No information has emerged yet as to whether current expats will be afforded any concessions.
Any expats continuing to enjoy their favourite television programmes from home should brace themselves – it may become harder for them to watch UK channels abroad.
British TV and video-on-demand providers will no longer be able to offer their service across Europe unless they relocate part of their business to an EU member state.
The pound in your pocket
Will it be harder to access my money?
It is uncertain. Banks may have to apply for a licence to work in each different EU jurisdiction, which is costly and time-consuming.
Will it cost more to get currency on holiday?
Not if current rates are anything to by. Sterling surged ahead of the deal – a good thing if you’re on holiday on the continent as a stronger pound means your money is worth more in euros.
Take care when you call
Will I pay extra to use my mobile abroad? Probably not – as long as you’re careful
Will I pay extra to use my mobile abroad?
Probably not – as long as you’re careful. The EU ban on roaming charges will end on January 1 but, as part of the deal, the UK and EU have agreed to co-operate on ‘fair and transparent rates for international mobile roaming’.
Fortunately, four main providers in the UK – EE, 02, Vodafone and Three – have said they have no plans to reintroduce roaming charges.
It’s business as usual… with a few new rules
Can I still work in the EU?
With a little more difficulty.

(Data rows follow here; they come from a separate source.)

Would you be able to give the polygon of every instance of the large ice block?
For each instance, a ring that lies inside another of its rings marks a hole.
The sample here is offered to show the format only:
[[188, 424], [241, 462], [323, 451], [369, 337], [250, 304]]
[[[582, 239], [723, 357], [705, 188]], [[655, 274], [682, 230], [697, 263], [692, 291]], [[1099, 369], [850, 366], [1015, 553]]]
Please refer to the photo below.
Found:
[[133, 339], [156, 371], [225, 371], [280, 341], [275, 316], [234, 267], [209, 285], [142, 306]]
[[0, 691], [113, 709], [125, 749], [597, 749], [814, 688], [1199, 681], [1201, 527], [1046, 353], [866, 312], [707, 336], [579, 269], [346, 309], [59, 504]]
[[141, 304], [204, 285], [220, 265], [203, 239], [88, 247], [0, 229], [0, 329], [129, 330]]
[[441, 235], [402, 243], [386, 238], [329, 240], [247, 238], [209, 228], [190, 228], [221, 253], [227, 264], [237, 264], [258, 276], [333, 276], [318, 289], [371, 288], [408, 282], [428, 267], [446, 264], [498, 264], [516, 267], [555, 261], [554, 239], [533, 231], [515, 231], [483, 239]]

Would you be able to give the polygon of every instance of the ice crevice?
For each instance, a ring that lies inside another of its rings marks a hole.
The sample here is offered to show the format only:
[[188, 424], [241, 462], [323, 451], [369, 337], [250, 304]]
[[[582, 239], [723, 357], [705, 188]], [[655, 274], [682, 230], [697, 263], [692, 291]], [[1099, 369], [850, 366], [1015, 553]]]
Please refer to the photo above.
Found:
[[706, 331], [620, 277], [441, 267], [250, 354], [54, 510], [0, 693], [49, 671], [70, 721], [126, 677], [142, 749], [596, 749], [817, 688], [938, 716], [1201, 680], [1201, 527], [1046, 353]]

Britons will no longer have complete freedom to work or start a business in the EU. However, arrangements have been made to facilitate short-term business trips. For any stays longer than 90 days they will need a visa.
What if I’m a specialist in my field?
Employees in highly skilled jobs who have been seconded to the EU are subject to less strict rules, with managers allowed to stay for up to three years and trainees for one year.
That said, it will probably be harder for doctors, nurses, dentists, engineers and vets wanting to practise abroad because there will be no more automatic recognition of qualifications. Instead, they will have to seek new recognition in whichever member state they choose to go to.
Can I study abroad?
Yes. The UK has pulled out of the EU-funded student exchange programme Erasmus for financial reasons, but it is being replaced by a new scheme named after Bletchley Park code breaker Alan Turing that will allow British students to go to universities worldwide.
Keep on motoring
Can I still drive in Europe? Yes. The UK Mission to the EU said last night that those with a driving licence issued in the UK would not need to use an International Drivers Permit in the EU, as had previously been thought likely
Can I still drive in Europe?
Yes. The UK Mission to the EU said last night that those with a driving licence issued in the UK would not need to use an International Drivers Permit in the EU, as had previously been thought likely.
How do I get the extra documents?
An international driving permit is available at the Post Office for £5.50. You also need a car insurance green card which acts as proof that you are insured in the UK through your provider, which can take up to six weeks.